税務最新情報

2015年04月10日号 (第255)

結婚・子育て資金の一括贈与制度

 みなさん、こんにちは、新年度になりました。平成27年度税制改正についても、予定通り3月31日に公布され、施行令などの内容も明らかになり、より制度の詳細がみえるようになりました。
 さて、今回は、前回の事業承継税制に引き続き、資産税関係で注目度の高い、結婚・子育て資金の一括贈与制度に関してご紹介していきます。

◆制度の概要

 平成25年4月1日から施行されている教育資金の一括贈与制度は、非常に注目度も高く、信託による利用の契約件数のみでも10万件以上となっており、納税者のニーズにマッチした制度でした。そこで、平成27年度税制改正では、結婚・子育て資金の一括贈与制度を新たに創設しました。
 扶養義務者間であれば、生活費については、その都度贈与が行われ、その支払いに直接充てられている場合は、非課税とされています。教育資金、結婚・子育て資金についても、必要の都度、贈与されている分には非課税となるものを、必要の都度ではなく、一括して贈与しても非課税とする点が両制度の共通点です。
 なお、利用にあたっては、教育資金の一括贈与制度と同様に、直系尊属が金銭を拠出し、信託銀行などの金融機関に信託等を行うことが条件となります。
 金額については、受贈者1人につき1,000万円までとされており、平成27年4月1日から平成31年3月31日までに拠出されたものに限り、贈与税を課税しないという仕組みです。なお、1,000万円のうち、結婚資金として利用できるのは300万円までに限定されています。

◆具体的な資金の使途

 結婚・子育て資金の具体的な使い途としては、下記のような内容です。

(1)結婚費用
 結婚に際して支出する婚礼(結婚披露宴を含む。
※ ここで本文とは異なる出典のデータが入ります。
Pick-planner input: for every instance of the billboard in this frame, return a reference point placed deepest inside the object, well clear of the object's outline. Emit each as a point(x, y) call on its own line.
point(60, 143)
)に要する費用、
住居に要する費用及び引越に要する費用など
(2)子育て費用
 妊娠に要する費用、出産に要する費用、子の医療費及び子の保育料のうち一定のものなど
子育て費用について、不妊治療やベビーシッターにかかる費用なども含まれます。

◆教育資金の一括贈与制度との相違点

 金額の上限が、教育資金は1,500万円、結婚・子育て資金は1,000万円と、金額の違いこそありますが、仕組みとしては非常に似ています。しかし、決定的に違う点があります。
 教育資金の一括贈与制度は、贈与した者が死亡した場合に、相続財産に組み込まれることはなく、受贈者が30歳になった時点で未使用の金額があれば、その残額について贈与税が課税される仕組みとなっています。相続財産に組み込まれないという点では、短期的な相続対策としての効果があるという特徴があります。
 一方で、結婚・子育て資金については、贈与をした者が死亡した場合は、相続財産に組み込まれる仕組みになっています。孫への相続の場合のような2割加算の対象とならないので、まったくメリットがないわけではありませんが、相続対策としての効果は薄いと考えるべきです。なお、贈与をしたものが生存している場合には、結婚・子育て資金は受贈者が50歳になって、未使用の金額があれば、その残額について贈与税が課税される仕組みとなっています。

◆教育資金の一括贈与制度の改正点

 教育資金の一括贈与制度は、平成27年12月31日で終了する予定でしたが、平成27年度税制改正で、平成31年3月31日の拠出まで、期限が延長されました。
 また、教育資金の中に、留学の渡航費用と通勤定期券代が含まれることになりました。なお、留学中の生活費については、教育資金に含まれないことになっていますが、扶養義務者が生活費としてその都度送金することにより、結果として贈与税は課税されないことになります。